Assignment 3: Assorted Complexities

Overview

The third assignment is mostly about sorting and how fast things go. You will also write yet another implementation of the Array interface to help you analyze how many array operations various sorting algorithms perform.

Note: The grading criteria now includes points for unit testing with JUnit - so you need to be able to work with JUnit for this assignment. This refers to JUnit 4 test drivers, not some custom test program you hacked. Assignments will specify what JUnit test drivers you should improve/add-to.

Package Setup

This assignment has a slightly more advanced package setup. This time, since we rely on our SimpleArray from the hw2 package, we provide you with the necessary files from homework 2 in exceptions and hw2. They are the same as last assignment. For this assignment, you have a new directory data with the data files needed for Part B, and hw3 with skeleton code for all parts.

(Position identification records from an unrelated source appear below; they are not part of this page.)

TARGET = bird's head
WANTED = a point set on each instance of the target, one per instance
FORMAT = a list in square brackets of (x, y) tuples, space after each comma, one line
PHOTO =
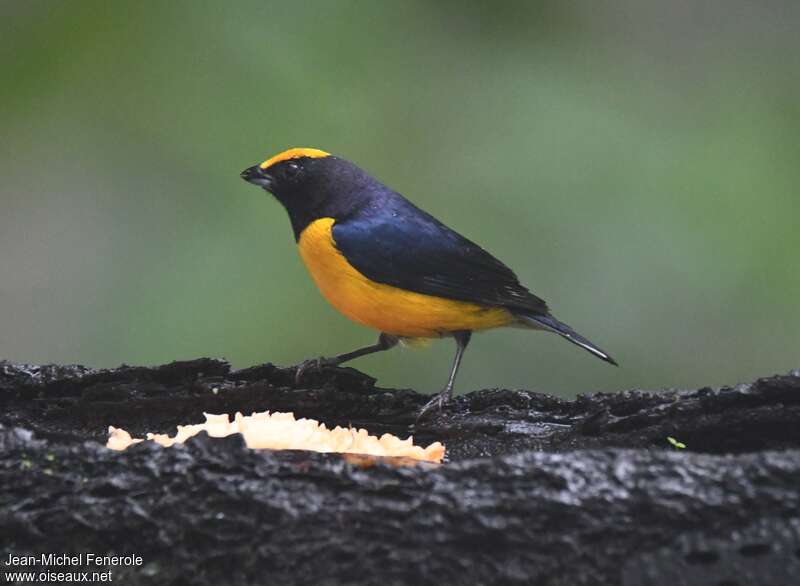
[(289, 175), (311, 184)]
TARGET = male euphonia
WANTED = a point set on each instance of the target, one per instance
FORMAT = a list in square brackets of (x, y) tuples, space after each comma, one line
[(386, 264)]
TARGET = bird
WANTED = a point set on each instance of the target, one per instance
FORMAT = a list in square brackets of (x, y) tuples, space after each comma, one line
[(386, 264)]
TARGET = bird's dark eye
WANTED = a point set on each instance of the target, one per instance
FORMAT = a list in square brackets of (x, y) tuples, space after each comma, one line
[(292, 169)]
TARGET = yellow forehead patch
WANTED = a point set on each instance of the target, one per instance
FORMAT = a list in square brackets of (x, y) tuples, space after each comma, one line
[(295, 153)]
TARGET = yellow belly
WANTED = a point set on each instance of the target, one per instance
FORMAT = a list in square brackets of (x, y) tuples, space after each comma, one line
[(383, 307)]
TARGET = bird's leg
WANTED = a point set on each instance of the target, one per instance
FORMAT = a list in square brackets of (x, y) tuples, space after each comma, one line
[(385, 342), (462, 339)]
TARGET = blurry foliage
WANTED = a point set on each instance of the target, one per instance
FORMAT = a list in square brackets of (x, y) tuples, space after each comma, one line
[(635, 163)]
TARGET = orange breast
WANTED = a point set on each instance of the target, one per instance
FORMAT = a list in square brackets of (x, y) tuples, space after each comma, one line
[(383, 307)]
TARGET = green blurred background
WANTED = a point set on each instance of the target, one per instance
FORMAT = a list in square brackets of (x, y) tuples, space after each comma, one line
[(635, 162)]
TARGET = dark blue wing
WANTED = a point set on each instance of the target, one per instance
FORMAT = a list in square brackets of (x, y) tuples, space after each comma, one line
[(401, 245)]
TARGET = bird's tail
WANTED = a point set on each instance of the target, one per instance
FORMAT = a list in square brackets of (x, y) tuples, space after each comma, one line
[(549, 323)]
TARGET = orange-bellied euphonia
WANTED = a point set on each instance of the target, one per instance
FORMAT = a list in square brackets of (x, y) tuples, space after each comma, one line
[(388, 265)]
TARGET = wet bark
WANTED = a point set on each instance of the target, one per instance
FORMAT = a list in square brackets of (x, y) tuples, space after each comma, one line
[(536, 489)]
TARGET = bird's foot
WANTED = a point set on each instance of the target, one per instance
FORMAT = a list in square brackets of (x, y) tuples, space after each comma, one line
[(312, 364), (438, 401)]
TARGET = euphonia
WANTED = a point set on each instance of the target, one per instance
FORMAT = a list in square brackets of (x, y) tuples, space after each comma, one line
[(386, 264)]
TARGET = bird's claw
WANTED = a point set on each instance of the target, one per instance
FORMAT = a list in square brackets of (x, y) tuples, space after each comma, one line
[(310, 364), (438, 401)]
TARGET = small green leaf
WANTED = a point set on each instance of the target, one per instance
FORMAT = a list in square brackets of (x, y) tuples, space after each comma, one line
[(675, 443)]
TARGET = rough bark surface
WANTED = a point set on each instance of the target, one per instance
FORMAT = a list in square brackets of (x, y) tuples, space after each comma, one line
[(536, 490)]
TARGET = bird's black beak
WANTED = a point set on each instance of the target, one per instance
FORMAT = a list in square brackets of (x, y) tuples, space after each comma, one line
[(257, 176)]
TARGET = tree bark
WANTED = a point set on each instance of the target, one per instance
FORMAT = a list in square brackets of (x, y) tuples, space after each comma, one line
[(535, 490)]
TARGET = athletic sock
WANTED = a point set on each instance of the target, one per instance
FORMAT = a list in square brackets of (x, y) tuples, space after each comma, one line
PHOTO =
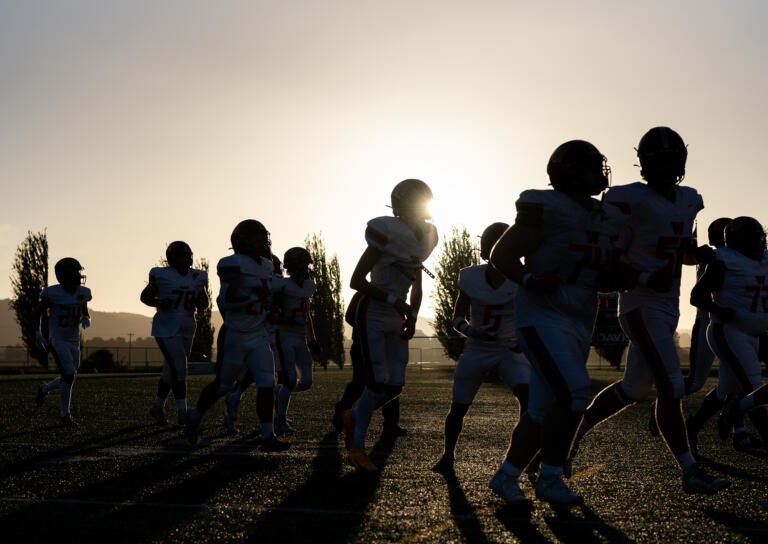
[(365, 408), (283, 398), (51, 385), (65, 394), (550, 470), (266, 430), (685, 460), (511, 470)]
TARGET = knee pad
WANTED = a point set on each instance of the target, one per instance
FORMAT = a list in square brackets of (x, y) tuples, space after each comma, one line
[(376, 387), (392, 391)]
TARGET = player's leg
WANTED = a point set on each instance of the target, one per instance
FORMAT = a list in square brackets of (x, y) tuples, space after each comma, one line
[(355, 387), (467, 378), (261, 364)]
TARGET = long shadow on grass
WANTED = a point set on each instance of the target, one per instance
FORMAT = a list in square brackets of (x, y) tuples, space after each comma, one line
[(143, 503), (88, 444), (570, 528), (463, 512), (755, 531), (329, 506)]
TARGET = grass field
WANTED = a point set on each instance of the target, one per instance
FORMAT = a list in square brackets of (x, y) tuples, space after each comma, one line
[(118, 477)]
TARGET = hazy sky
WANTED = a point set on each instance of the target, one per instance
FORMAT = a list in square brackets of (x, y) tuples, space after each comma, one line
[(127, 125)]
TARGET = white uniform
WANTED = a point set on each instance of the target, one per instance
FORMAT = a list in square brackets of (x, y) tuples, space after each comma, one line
[(555, 329), (293, 301), (174, 327), (736, 343), (701, 356), (66, 311), (492, 308), (378, 324), (654, 234), (243, 338)]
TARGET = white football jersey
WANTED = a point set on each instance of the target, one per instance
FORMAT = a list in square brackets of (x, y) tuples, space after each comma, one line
[(654, 234), (744, 290), (402, 253), (254, 276), (293, 299), (66, 311), (577, 245), (489, 306), (182, 291)]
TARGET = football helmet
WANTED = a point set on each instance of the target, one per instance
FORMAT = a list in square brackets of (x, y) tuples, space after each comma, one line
[(411, 198), (716, 231), (251, 238), (746, 235), (578, 165), (662, 155), (179, 255), (297, 261), (69, 272), (490, 236)]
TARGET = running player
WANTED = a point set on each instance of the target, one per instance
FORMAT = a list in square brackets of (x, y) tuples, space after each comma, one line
[(488, 298), (397, 248), (566, 238), (176, 291), (67, 307), (734, 292), (243, 301), (656, 241)]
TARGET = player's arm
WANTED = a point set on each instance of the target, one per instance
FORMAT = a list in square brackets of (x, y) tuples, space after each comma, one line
[(85, 320), (409, 327), (359, 281), (519, 240), (708, 283), (230, 279), (149, 295), (42, 332)]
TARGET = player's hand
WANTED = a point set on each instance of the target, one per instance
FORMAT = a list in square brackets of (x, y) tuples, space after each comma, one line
[(409, 328), (402, 307), (704, 254), (482, 333), (543, 284), (315, 350), (661, 280), (40, 341), (725, 315)]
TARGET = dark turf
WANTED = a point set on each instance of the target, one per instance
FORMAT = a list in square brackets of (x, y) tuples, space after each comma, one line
[(118, 477)]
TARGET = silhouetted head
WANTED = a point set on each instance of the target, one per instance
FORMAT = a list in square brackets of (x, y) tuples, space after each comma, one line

Files you will be editing are marked with an asterisk (*).

hw3-student.zip
--
exceptions/
    IndexException.java
    LengthException.java
hw2/
    Array.java
    SimpleArray.java
data/
    random.data
    ascending.data
    descending.data
hw3/
    BubbleSort.java *
    GnomeSort.java
    InsertionSort.java *
    NullSort.java
    PolySort.java *
    SelectionSort.java
    SortingAlgorithm.java
    Measured.java
    MeasuredArray.java *
    MeasuredArrayTest.java *

These provided files should compile as is. You can compile everything by running $ javac -Xlint:all hw3/*.java hw2/*.java exceptions/*.java, or using the generic compile script from the Java Command Line notes. You should only need to compile exceptions/*.java and hw2/*.java one time.


Part A: Measured Arrays

Your first task for this assignment is to develop a new kind of Array implementation that keeps track of how many access and mutate operations have been performed on it. It also counts the number of occurrences of a particular value in the Array. Check out the Measured interface first, reproduced here in compressed form (be sure to read and use the full interface:

public interface Measured<T> {
    void reset();
    int accesses();
    int mutations();
    int count(T t);
}

This describes what we expect of an object that can collect statistics about itself. After a Measured object has been “in use” for a while, we can check how many access and mutate operations it has been asked to perform, through the accesses and mutations methods, respectively. We can also tell it to “forget” what has happened before and start counting both kinds of operations from zero again using the reset method.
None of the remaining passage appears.